Не трудно было догадаться, что Фламмери хочет увильнуть от дальнейшего разговора.

- Так над чем же работают сейчас на заводах Фремденгута? - спросил Цератод, чувствуя, что он очутился перед какой-то значительной тайной, но делая вид, будто вопрос этот его не очень интересует.

- А над чем, собственно, могут во время войны работать на заводах динамитного короля Третьей империи? Выполняют заказы военного ведомства.

- Мне показалось, что вам пришла в голову какая-то интересная догадка.

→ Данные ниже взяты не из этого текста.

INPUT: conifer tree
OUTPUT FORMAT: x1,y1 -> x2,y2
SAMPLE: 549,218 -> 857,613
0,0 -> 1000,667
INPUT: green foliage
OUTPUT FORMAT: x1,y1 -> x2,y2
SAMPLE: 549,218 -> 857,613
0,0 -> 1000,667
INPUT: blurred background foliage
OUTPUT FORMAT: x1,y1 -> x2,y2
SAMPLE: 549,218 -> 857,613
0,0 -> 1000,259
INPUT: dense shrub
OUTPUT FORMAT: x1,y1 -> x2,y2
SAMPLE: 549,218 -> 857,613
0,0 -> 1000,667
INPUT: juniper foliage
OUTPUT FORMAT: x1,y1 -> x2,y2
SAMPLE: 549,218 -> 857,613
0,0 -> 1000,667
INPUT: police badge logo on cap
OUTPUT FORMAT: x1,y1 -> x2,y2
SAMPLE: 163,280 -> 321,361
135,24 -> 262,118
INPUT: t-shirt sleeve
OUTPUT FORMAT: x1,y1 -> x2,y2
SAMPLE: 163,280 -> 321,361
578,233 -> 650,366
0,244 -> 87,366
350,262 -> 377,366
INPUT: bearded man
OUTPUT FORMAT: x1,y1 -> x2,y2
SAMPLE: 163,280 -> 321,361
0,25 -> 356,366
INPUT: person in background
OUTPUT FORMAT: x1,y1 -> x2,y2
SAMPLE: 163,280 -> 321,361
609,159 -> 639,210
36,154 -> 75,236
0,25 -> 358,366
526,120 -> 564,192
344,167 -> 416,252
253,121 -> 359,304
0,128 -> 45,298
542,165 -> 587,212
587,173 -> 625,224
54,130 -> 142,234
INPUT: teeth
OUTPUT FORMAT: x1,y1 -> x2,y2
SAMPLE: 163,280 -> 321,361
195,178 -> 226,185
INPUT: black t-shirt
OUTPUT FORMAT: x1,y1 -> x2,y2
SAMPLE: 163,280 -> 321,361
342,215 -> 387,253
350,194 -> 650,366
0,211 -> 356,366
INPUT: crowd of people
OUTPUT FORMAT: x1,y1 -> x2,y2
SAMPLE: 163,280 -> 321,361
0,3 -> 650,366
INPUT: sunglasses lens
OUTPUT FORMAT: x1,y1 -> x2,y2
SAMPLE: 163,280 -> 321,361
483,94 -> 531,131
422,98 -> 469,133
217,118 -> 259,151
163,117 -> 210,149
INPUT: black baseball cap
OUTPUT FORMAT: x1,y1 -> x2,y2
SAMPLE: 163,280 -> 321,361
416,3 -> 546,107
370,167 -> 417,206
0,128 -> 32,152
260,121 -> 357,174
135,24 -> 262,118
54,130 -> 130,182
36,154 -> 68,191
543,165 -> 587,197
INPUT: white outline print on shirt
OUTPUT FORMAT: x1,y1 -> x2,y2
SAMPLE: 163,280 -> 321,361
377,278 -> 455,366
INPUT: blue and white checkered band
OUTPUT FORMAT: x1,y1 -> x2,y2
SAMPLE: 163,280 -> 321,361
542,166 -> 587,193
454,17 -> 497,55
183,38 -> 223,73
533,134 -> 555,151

- Я догадался, что мне хочется обедать, - учтиво скривил свои тонкие, синие губы Фламмери, и Цератоду стало ясно, что правды ему от его собеседника не добиться.

- Отличная догадка, мистер Фламмери. Значит, обедать?

Но с обедом пришлось несколько повременить, он еще не был готов, и Егорычев, который уже успел вернуться на мыс, сейчас при закрытых дверях допрашивал в пещере Фремденгута.

Разговор шел о недостававших ящиках и лопате в чехле.

- Мало ли что может прийти в голову этим дикарям, - сказал Фремденгут, когда Егорычев сослался на свидетельство местных жителей.

- Не юлите, Фремденгут, все равно их разыщут.

- Все ящики здесь, в пещере.

- Подумайте еще. В ваших интересах сказать мне правду.

- Вы мне угрожаете?

- Меня очень интересует, куда вы девали три ящика и лопату в чехле. Островитяне утверждают, что вы их оставили где-то по ту сторону ущелья.

- Ну, согласитесь сами, какой мне смысл лгать по поводу каких-то ящиков с лентами и гвоздями?